Pastoral Nuggets: What the Bible Doesn’t Say

During my forty plus years of pastoral ministry, I have often told my parishioners that sometimes it is just as important to hear what the Bible doesn’t say as it is to hear what it does say.

The main truth of the column today will be about something the Bible doesn’t tell us.

In Matthew 14: 22-34 you will find the story of the Apostle Peter walking on the water.

Most of us learned this story in Sunday School or Vacation Bible School. In a nutshell, after Jesus had just miraculously fed five thousand people with a few fish and a few loaves, He then instructed His disciples to get into a boat and go to the other side of the Lake of Gennesaret.

As they were going, a fierce storm arose and caught them in the middle of the lake at night. They were doing all they could do to navigate the storm when they saw something coming toward them on the water. At first they thought it was a ghost. Then Jesus spoke and identified Himself. He told them not to be afraid.

However, not really sure it was Jesus; Peter told Him that if was really Him to bid him to come to Him on the water. Jesus obliged. Peter then got out of the boat and walked on the water. Unfortunately, he took his eyes off Jesus and began to sink. Peter then cried out in fear for Jesus to save him. The Bible then states that when both of them were safely in the boat, the storm subsided.

There are two things I want to point out in this column today regarding this miracle.

First, in verse 33 we find where the disciples first “worshipped” Jesus. Matthew 14:33(KJV), “Then they that were in the ship came and worshipped him, saying, Of a truth thou art the Son of God.”

The second thing is not so obvious. This is the part the Bible doesn’t tell us. Matthew 14:34(KJV), “And when they were gone over, they came into the land of Gennesaret.”

Question: How did they get to the other side? Jesus could have magically tele-transported them to the other side. He could have lined them up on the water and marched them across the sea to the other side. There are countless ways He could have gotten them to the other side.

But the truth of the matter is that we don’t know how they got to the other side. The Bible doesn’t say. Therefore, my opinion is just as valid as yours. I can’t prove my opinion, but you can’t disprove it!
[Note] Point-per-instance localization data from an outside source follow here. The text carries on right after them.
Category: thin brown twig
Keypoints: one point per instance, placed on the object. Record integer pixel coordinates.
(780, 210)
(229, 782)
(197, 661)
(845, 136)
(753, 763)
I think the hidden pearl of truth in this passage is in what the story doesn’t tell us. I think Jesus may have told them that the same oars they were employing before the miracle were still attached to the boat. He just may have instructed all of them to grab one and go back to rowing. The same mandate He gave them before the storm and the miracles was still in place:  Get in the boat and go to the other side!

I think we may be guilty today of waiting on Jesus to feed the five thousand with a few fish and loaves, walk on water, rescue a drowning disciple, or calm the storms we are experiencing – when all along the miracle may simply be found in grabbing hold of our oar and rowing. Sure! Trust Jesus for the impossible, but don’t abandon your oar in the process. Oh! And be sure not to miss the second part of verse 24, “… they came into the land of Gennesaret.”

They wound up where He instructed them to go. Mission accomplished!

Throughout our lifetime we will encounter many miracles – none of which alleviate us of the responsibility of performing the task Jesus assigned us! And sometimes we need to listen to what the Bible doesn’t say! It’s important!